ケンプラッツは、伊勢神宮の第62回「式年遷宮」にあわせて書籍+DVD『承 井上雄彦 pepita2』を発刊した。書籍には、第61回の式年遷宮で総棟梁を務めた宮間熊男氏と漫画家の井上雄彦氏、建築家の藤森照信氏の鼎談を掲載。専門家であるケンプラッツの読者の方々には、書籍に収録し切れなかった内容も含めて、3日連続で鼎談の全容をお届けしている。2日目の今日は、御神殿をつくる大工ならではのエピソードを披露してもらった。
素足で登らへんで、足袋を履いたり、草履を履いたり
井上 式年遷宮は、なぜ20年に一度と決まったんですか。
宮間 いろいろ説はあるらしいですが、わたしらは技術の継承だけの考えですけれど、20年というのはうまく定めてくれたと思います。
藤森 技術の継承ということで考えると、やはり20年くらいがいいですね。あんまり長いと、継続できない。
宮間 人生長くなりましたから、もう少し延ばしてもいいのか分からへんけど、2回の遷宮やったら大概の人はできますね。前の遷宮の経験者が次の遷宮もやれる。
井上 神様に奉仕する仕事に変わりはなくても、20歳のときと、40歳、60歳のとき、それぞれご自身の心持ちというか、臨み方が違うと思うんです。僕が20歳のときだったら、わけがわからなくて無礼なこと一杯してるんじゃないかと(笑)。それと、仕事をされた後、自分のなかの何かが変わるんじゃないかと思うのですが。いかがですか?
宮間 先輩がみなお湯へ入ってから仕事を始めるんですが、20歳のころ神宮へ来たばかりは、自分らは若いから寝坊してお湯に入る時間がなくなって、ドボッと雀の水浴びみたいなかたちでしますやろ。朝礼のときまで間に合わすのにギリギリやったですけどね。だけどそれが段々と御殿つくって、神宮に勤めていると、神さんという有り難さとか、尊さというのが、1回目の遷宮より2回目の遷宮はあって。3回目の遷宮だと、神さんの御加護でこういうように無事に仕事させてもらうんだ、というような感謝の気持ちになってくるわけですね。だから、最後には本当に有り難いという崇敬心がわいてきますね。
井上 みなさんそうなんですね。
宮間 わたしが辞める前に、茶髪の若い子が入ってきました。それがじきに神宮の水に染まったら、ちゃんと黒い髪にして一生懸命、神宮の仕事を覚えるようになりました。愛知県から来たんですけれども、いまは伊勢に住居構えておりますんで、そんな子なんかが次の遷宮もずっとやってくれるわけですね。朱に交われば赤くなる。
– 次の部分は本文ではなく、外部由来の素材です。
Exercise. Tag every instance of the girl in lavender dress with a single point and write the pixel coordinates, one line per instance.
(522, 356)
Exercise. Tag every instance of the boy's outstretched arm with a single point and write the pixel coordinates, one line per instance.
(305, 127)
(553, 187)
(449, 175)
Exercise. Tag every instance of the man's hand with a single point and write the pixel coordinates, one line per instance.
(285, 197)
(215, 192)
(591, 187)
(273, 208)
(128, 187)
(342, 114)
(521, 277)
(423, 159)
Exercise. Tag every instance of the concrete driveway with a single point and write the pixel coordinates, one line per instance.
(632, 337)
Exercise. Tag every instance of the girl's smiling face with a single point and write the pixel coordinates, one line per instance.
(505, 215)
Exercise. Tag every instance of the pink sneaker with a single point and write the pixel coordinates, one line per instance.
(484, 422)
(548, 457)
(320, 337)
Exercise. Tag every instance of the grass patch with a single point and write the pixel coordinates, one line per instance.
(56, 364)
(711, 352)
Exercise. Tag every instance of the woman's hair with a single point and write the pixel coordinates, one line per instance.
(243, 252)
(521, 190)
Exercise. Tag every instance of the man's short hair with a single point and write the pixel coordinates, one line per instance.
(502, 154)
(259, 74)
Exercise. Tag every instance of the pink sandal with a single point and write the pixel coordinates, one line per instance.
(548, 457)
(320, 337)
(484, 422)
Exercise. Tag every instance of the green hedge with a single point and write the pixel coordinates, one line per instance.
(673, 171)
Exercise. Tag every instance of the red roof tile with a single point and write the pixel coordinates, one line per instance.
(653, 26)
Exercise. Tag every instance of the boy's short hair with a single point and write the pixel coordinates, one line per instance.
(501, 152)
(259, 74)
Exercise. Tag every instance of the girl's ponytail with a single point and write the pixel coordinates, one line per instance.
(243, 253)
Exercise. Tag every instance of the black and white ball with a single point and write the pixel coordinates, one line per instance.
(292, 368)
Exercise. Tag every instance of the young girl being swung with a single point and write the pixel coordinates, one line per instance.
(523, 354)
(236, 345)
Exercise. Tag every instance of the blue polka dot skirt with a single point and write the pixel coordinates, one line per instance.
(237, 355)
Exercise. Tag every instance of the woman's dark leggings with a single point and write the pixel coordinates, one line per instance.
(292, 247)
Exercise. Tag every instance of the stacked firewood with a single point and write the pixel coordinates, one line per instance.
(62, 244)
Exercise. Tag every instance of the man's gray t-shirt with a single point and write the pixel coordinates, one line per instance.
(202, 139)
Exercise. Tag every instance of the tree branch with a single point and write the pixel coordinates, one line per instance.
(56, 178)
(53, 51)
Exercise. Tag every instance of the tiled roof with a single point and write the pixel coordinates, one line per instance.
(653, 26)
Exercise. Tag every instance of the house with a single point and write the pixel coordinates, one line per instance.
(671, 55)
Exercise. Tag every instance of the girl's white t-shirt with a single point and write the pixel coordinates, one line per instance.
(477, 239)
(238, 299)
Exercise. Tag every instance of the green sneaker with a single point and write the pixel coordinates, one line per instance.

藤森 毎日仕事をされるわけですよね。あれは大きいでしょうね。
宮間 一年中神さんの仕事やと張り詰め放しやと精神的に持ちませんから、本当に何でも慢性になってくるということは怖いことですもんで。神さんの御殿といっていても馬乗りになって足かけて木を切ったり、仕事しますやろ。いちいち「ごめんなさい」とか、断ることも暇ないし。そやけども一番大事なことは、足かけても素足で登らへんで、足袋を履いたり、草履を履いたりする。手も素手でいるときは、お水で清めて汚れのないようにしてから、木をいじるという、それも習慣づけて。入ったすぐからそれは先輩に教わったし、また先輩がそういうふうにするから、自分らも自然にそういう風習になっちゃうんですね。
井上 ほかの仕事のときでもそういう気持ちになりますか?
宮間 外へ行けば、そこまで持ち込むことはないです。そやけど、その切り替えというのはなかなか難しいて。家に帰るとまた、すぐにパッとスイッチ切り替えて家内と話せるかといえば、そうできませんしね。